Panama’s Minister of Economy and Finance, Frank De Lima, recently told local press that GDP growth reached 11% in 2012, while the transportation and communication sector rose at a rate of 10.4%. In addition, revenues derived from fees and tolls of passing cargo ships, a major source of government income, are expected to double from $500m to a forecasted $1.25bn as a result of the expansion, though official costs of using the canal have yet to be released.
By August 2012 much of the investment into the canal had already been awarded, with $4.29bn of the $5.25bn total allocated. The expansion of the canal will double its previous capacity and allow for the world’s largest post-Panamax cargo ships to pass through its two new sets of triple locks.
The new locks, which are being constructed by a consortium of Spanish, Italian and Belgian contractors under the name Grupos Unidos por El Canal, are easily the most expensive piece of the project, at a total cost of $3.2bn. Financing for the canal’s expansion came from a variety of sources including the European Investment Bank ($500m), the Japan Bank for International Cooperation ($800m), the Inter-American Development Bank ($400m), the International Finance Corporation ($300m) and the Andean Development Corporation ($300m).
The transportation and logistics sector is expected to blossom as a result of the expansion, with numerous opportunities available for companies specialised in storage and distribution of goods.
The national investment promotion agency of Panama, known as Proinvex, views the completion of the project as a potential springboard to create a new “value-added logistics services” industry that would involve packaging, storage, sorting and even potential final assembly to cargo coming through the canal. Proinvex forecasts that the industry could potentially add between $600m and $1bn to GDP while simultaneously creating 30,000 jobs by 2020.
One example of value-added logistics business already underway is a partnership between the Panamanian company Exclusive Brands Logistics (EBL) and Damco, the logistics arm of A P Moller-Maersk Group. EBL and Damco Panama plan to develop a hub that will handle storage, distribution, packaging and labelling of fashion apparel from Asia destined for Latin America via the Colon Free Trade Zone.
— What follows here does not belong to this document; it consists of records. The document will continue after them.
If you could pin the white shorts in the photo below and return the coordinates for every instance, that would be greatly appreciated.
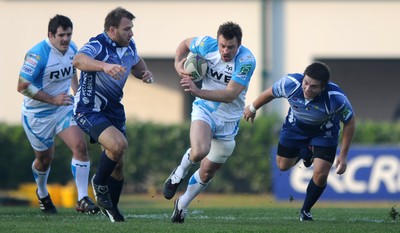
(41, 131)
(221, 130)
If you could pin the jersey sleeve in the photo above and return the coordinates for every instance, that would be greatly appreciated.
(202, 45)
(91, 49)
(285, 86)
(34, 64)
(344, 110)
(244, 67)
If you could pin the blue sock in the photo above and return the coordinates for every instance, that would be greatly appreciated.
(312, 195)
(115, 189)
(104, 169)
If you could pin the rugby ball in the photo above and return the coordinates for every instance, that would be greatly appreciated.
(196, 65)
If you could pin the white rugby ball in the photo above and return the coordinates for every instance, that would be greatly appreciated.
(196, 65)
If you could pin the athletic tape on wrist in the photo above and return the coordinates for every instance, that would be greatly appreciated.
(252, 108)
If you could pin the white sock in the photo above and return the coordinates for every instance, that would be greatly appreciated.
(195, 187)
(41, 180)
(80, 171)
(184, 167)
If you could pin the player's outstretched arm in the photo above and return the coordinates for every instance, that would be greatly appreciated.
(348, 134)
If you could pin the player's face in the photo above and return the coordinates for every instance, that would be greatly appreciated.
(227, 48)
(61, 39)
(124, 33)
(311, 87)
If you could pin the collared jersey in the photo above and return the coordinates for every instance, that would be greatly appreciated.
(323, 112)
(49, 70)
(98, 91)
(220, 73)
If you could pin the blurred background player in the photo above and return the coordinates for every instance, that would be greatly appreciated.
(45, 80)
(312, 126)
(106, 62)
(217, 109)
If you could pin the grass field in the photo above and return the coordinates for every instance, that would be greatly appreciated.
(210, 213)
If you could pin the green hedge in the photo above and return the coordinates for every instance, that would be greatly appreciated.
(154, 150)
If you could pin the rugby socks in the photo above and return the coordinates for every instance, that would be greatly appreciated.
(195, 187)
(41, 180)
(312, 195)
(185, 165)
(80, 171)
(115, 189)
(105, 168)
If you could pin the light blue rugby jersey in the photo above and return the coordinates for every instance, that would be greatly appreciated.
(50, 71)
(97, 90)
(324, 111)
(219, 73)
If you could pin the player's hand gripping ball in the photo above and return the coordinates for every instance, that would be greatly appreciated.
(196, 65)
The newly expanded canal is not only expected to increase logistics and transportation investment inside Panama, but also to boost investment in seaports along the eastern coastlines of the US and South America as they look to take advantage of increased trade flows coming through the canal from the western US and, in particular, Asian nations. Indeed, eastern ports in the US have traditionally played second fiddle to the country’s western ports, as imports from China and Asia are typically unloaded in ports in Los Angeles and San Francisco.
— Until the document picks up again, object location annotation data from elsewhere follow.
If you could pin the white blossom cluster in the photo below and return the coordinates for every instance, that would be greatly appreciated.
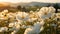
(24, 20)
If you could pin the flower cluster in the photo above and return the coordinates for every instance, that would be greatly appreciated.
(33, 21)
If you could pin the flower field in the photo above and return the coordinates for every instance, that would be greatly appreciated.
(42, 21)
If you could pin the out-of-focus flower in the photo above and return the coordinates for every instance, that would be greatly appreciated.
(22, 16)
(46, 12)
(34, 29)
(2, 29)
(3, 15)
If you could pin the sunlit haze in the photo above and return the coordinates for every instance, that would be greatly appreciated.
(16, 1)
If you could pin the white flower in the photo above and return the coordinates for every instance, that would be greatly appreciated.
(46, 12)
(22, 16)
(34, 29)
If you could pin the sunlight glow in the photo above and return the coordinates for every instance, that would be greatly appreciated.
(15, 1)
However, shorter shipping times due to the canal expansion has resulted in eastern ports in the US, including Baltimore, New York and Norfolk, as well as in countries such as Brazil and Colombia, investing in upgrades to prepare for the potential shift of Asian imports being delivered via ship to distribution centres along the eastern coastlines of the US and South America, as opposed to west coast ports.
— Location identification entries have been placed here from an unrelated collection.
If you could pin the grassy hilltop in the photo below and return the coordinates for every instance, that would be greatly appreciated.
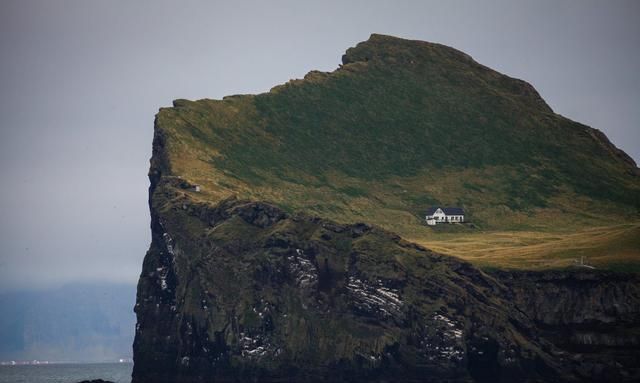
(403, 125)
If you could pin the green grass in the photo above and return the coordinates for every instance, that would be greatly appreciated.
(404, 125)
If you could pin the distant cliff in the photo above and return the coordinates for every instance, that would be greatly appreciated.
(283, 263)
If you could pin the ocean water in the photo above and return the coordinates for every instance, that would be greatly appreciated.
(66, 373)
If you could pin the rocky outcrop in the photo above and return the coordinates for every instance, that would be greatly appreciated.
(243, 291)
(594, 316)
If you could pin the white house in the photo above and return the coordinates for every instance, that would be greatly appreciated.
(436, 214)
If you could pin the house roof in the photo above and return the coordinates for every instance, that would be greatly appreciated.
(446, 210)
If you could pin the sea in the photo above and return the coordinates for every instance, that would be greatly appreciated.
(66, 373)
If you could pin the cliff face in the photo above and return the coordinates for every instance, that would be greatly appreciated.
(240, 289)
(243, 291)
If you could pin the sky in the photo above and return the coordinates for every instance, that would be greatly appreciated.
(81, 81)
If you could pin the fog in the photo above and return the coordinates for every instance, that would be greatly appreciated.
(80, 82)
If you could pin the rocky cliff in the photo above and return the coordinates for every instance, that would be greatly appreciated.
(263, 274)
(242, 291)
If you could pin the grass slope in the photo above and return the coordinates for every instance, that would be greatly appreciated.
(403, 125)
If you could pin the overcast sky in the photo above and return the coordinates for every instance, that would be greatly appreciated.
(80, 82)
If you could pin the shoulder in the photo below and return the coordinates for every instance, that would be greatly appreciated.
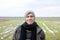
(39, 30)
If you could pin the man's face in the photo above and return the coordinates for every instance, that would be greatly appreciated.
(29, 18)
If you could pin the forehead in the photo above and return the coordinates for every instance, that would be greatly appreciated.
(29, 15)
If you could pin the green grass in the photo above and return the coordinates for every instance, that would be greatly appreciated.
(8, 27)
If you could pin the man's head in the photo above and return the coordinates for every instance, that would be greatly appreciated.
(30, 17)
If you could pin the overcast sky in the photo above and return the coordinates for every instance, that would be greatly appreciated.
(41, 8)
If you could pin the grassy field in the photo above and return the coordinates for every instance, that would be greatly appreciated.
(51, 27)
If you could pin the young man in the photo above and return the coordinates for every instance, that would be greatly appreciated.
(29, 30)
Quantifying the exact impact on trade routes and ports throughout the Americas is a difficult task, but what is clear is that while the expansion of the Panama Canal will have a significant impact on the local economy, its influence will reach far beyond the borders of Panama. Indeed, it will likely alter trade routes, logistics centres and ports considerably throughout the region. Meanwhile, domestically Panama will see much higher revenues drawn from its new canal, as well as the growth and diversification of its logistics services industry.